The Opans looked at each other.

“But we could have stayed asleep and all of that would be there waiting for us,” said one of the brothers. “We wouldn’t have to work for it.”

“We want to go back,” said one of the others, stepping towards the transmat platform.

“You can do that, if you want,” The Doctor said. “But what is the use of living a thousand years in a dream?”

“We’ll never get old,” a third brother said. All four of them were young, strong, handsome as bald, green men with pointy ears went. That was an important point for them.

“That’s a reason to stay,” Mali and Dixi both said, holding hands firmly. Their four parents looked at them and nodded. They understood. The four brothers looked around again at the imperfect paradise and slowly they did, too.

They set to work, all of them, men, women and children, Rory and Amy and The Doctor, too. They opened up the containers and found the materials to construct very nice little houses with solar panels in the roofs to provide power. They built them in a clearing beyond the trees, but with an easy path to the beach. They built boats, too. Not for parasailing or water skiing, but for going out and laying lobster pots and casting lines to catch fish. By the time the sun went down on the first day, they cooked their own meal over a fire. Everyone was happy. They had worked hard. They were tired. They had another day’s hard work to look forward to tomorrow. And they were content.

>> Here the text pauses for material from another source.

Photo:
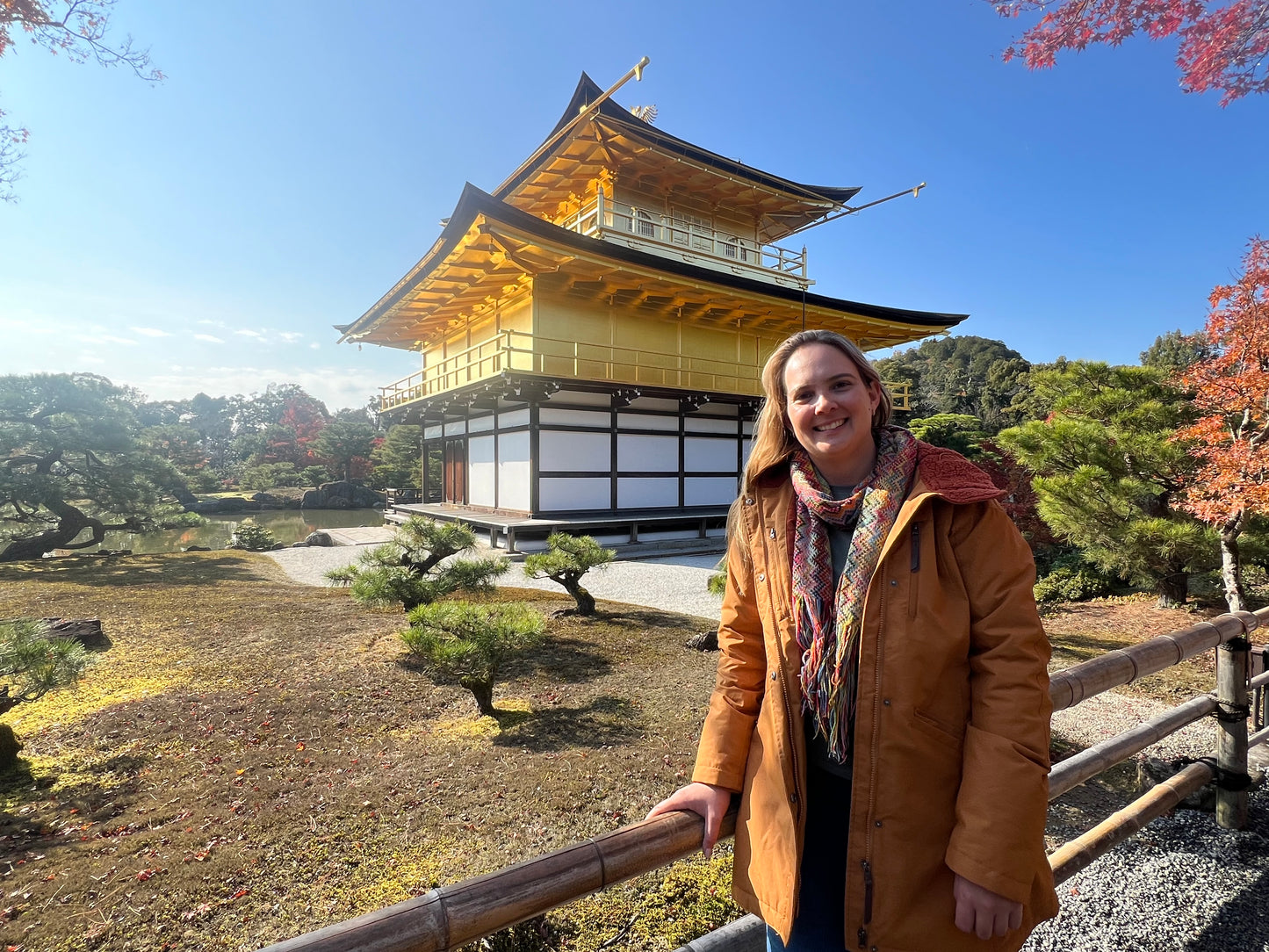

“Look,” said one of the brothers to The Doctor as they drank coconut milk fresh from the husks picked from the trees. “I was a computer engineer before the sleep. I should go back and help wake the others. I can bring back the ones with the technological skills first, and speed up the process.”

“Take your time,” The Doctor said. “Spend a bit more time building houses and boats, fishing and hunting boar, having barbecues on your beach. When you’re ready you can go get the others and show them how to get started with their new lives.”

“We’re going to go now, aren’t we?” Amy said. She saw the look in The Doctor’s eyes. It was a look of somebody with the satisfaction of a job well done.

“We’ve no reason to stay,” he answered. “We’ll only become lotus eaters ourselves if we get used to this kind of life.”

He stood up. Rory and Amy stood, too. They walked to the platform. The Doctor pressed a button and then hugged both of them as the light enfolded them.

“Tell you what,” The Doctor said as he stepped off the platform and strode towards the door. “How about we do that trip to Rio I promised ages ago. They do great drinks with umbrellas in them down on Copa Cabana beach.”

“Fine by us,” Amy replied. “ But I’m not changing until I see Brazilian sunshine on the TARDIS scanner this time. And I’m holding you to those drinks with umbrellas.”

“I’d like to go water skiing,” Rory said.